Surge in Bearish Leveraged ETFs Signals Growing Anxiety Over Nvidia's Market Performance
By Suzanne McGee
(Multibagger) - Interest in leveraged exchange-traded funds (ETFs) that profit when Nvidia (NASDAQ: NVDA) shares decline has surged, reflecting investor apprehension surrounding the chipmaker's recent quarterly earnings report. This trend is evident from the latest data provided by ETF issuers.
Nvidia, having surpassed Microsoft (NASDAQ: MSFT) in June to become the world's most valuable company, wields significant influence over major stock indexes. Consequently, its quarterly earnings announcements have become crucial market events.
Investor anxiety about Nvidia meeting soaring earnings expectations is palpable. The shares outstanding in leveraged inverse ETFs, which offer bearish positions on Nvidia, have grown more rapidly than those in bullish leveraged ETFs. These bearish ETFs aim for daily returns twice the size of any decline in Nvidia’s stock, whereas bullish ETFs leverage derivatives to double any daily gains.
"You can read into that data the changing sentiment about Nvidia's outlook," stated Will Rhind, CEO of GraniteShares. "As Nvidia becomes more volatile, we seem to be witnessing greater interest in taking a position in the bear ETF."
Following Nvidia's recent quarterly forecast, which fell short of lofty investor expectations, its stock experienced a drop. Between May 21 and the latest earnings release, shares outstanding in the GraniteShares 2x Short NVDA Daily ETF soared by 446%. In contrast, the shares outstanding in the GraniteShares 2x Long NVDA Daily ETF increased by only 85%.
The trend is even more pronounced in similar ETFs issued by REX Shares and Tuttle Capital Management. The number of shares outstanding in the T-Rex 2x Inverse Nvidia Daily ETF has increased tenfold since Nvidia's May earnings report.
While leveraged ETFs connected to other high-profile stocks like Alphabet (NASDAQ: GOOGL) and Microsoft exist, Nvidia and Tesla (NASDAQ: TSLA) dominate the leveraged ETF market due to their high profile and share volatility.
Scott Acheychek, Chief Operating Officer of REX Financial, noted that new investors gravitating towards leveraged bearish ETFs might be concerned about Nvidia's volatility as each earnings report raises expectations. Others might use these ETFs to hedge their long positions or manage tax obligations.
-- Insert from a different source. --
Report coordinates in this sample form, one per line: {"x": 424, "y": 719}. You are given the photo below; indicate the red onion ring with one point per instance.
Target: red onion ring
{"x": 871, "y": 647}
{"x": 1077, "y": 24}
Despite the rapid growth of bearish ETFs, bullish products still dominate in terms of size and growth. The GraniteShares 2x Long NVDA Daily ETF boasts $6 billion in assets and has seen inflows of $2.95 billion over the past three months. Comparatively, its 2x bearish counterpart holds $69 million in assets, with $63 million in inflows during the same period.
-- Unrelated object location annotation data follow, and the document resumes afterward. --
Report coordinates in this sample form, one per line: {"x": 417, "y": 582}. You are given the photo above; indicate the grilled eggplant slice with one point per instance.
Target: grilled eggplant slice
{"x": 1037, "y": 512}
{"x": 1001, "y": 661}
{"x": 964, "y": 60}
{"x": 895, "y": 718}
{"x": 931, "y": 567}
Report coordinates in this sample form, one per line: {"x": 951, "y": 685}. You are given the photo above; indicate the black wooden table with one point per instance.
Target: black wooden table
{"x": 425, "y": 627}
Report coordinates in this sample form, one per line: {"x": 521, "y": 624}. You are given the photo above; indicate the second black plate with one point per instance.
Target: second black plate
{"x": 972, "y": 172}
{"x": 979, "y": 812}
Breaking It Down: What This Means for You
What is this about?
This article discusses the increasing interest in leveraged ETFs, particularly those that profit from Nvidia's stock falling. Leveraged ETFs amplify the daily gains or losses of a stock, making them high-risk, high-reward investment tools.
Why should you care?
Nvidia is a major player in the tech industry, and its stock performance can significantly impact the market. The growing interest in bearish ETFs suggests that investors are becoming cautious about Nvidia's future performance, which could indicate broader market volatility.
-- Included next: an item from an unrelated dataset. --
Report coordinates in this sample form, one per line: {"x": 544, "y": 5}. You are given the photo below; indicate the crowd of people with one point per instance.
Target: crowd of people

How can this affect your finances?
If you invest in tech stocks or ETFs, understanding the sentiment around major companies like Nvidia can help you make more informed decisions. The rise in bearish leveraged ETFs could be a signal to reassess your portfolio and consider hedging strategies to protect against potential downturns.
By keeping an eye on these market signals, you can better navigate the complexities of investing and safeguard your financial well-being.